BAE Systems is advancing plans to provide lightweight fly-by-wire (FBW) flight controls for several eVTOL aircraft already under development. The goal is to produce a common baseline FBW package that can be easily adapted for multiple aircraft designs and be ready for test flights to begin by the end of 2021.
The aerospace and defense group has extensive experience in developing FBW controls, having introduced the technology for the F-16 and F-18 fighter aircraft in the 1970s. More recently, it has provided systems for commercial aircraft, such as Boeing’s 777 airliner, Bell’s 525 Relentless helicopter, and Leonardo’s AW609 tiltrotor.
In 2017, BAE started discussions with a number of undisclosed eVTOL developers that it considered had the best prospects for getting aircraft to market to assess their various requirements. The group’s flight controls engineering team at Endicott, New York, then started working on an FBW package to incorporate a propulsion controller, actuation controller, and a flight control computer.
The platform assembled so far can already host software developed by its prospective partners, allowing them to define the flight control laws for their aircraft and also to work on how redundancy will be managed. As this technology is matured, the BAE team will start to deliver engineering development units to companies that would be close to the versions needed for type certification, and which could be used on iron bird ground test systems.
According to Brian Hull, engineering director for strategic development with BAE’s electronic systems division, the company will spend the rest of 2020 assembling hardware and software for the common flight control computer.
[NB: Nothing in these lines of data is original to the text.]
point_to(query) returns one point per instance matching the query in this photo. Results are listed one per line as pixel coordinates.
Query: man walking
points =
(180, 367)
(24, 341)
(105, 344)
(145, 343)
It expects this to be ready to begin environmental tests by late this year or in early 2021.
Hull told AIN that BAE wants to be able to have its FBW systems certified as early as possible to support the type certification timelines being pursued by the eVTOL developers it is looking to support. “Particularly with actuation and propulsion controls, we have to be able to show that a single point of failure cannot cause a catastrophic event,” he explained. “The certification agencies have given guidance on this and this has helped us to focus on how we can put a system together that will detect failures and mitigate them.”
Reducing the size and weight of the flight control systems is a critical goal for BAE in the eVTOL sector. This means balancing these factors against the need to still have sufficiently robust structures for the equipment, which has led BAE to look at using new materials such as advanced plastics.
“We could see early on that fly-by-wire would be a key enabler for urban air mobility (UAM),” Hull said. “With so many unconventional aircraft designs, strange architectures, and distributed power, it was clear that mechanical flight controls would not work.”
Another consideration, especially in the UAM sector, which is expected to see dense air traffic and less experienced pilots, is the potential for FBW flight controls to enhance safety by introducing a degree of automation. BAE is already doing some work on requirements for fully autonomous flight, but, in Hull’s view, this will take more time to mature and is more likely to be pioneered outside the realm of UAM air taxi services in cargo-carrying and military applications.
“The scalability that UAM is trying to achieve will require new thinking and technology, but it all has to be seen through the lens of practicality and safety,” Hull concluded.
Meanwhile, BAE Systems also is working to reduce the size and weight of its energy management and engine controls technology to be used with propulsion systems for new hybrid-electric and electric aircraft. The company has already produced equipment that is 40 percent smaller and lighter than units now in service on much larger turbofans while claiming that they will deliver 10 times the processing power. Jaunt Air Mobility is one of the eVTOL developers with which it is partnered.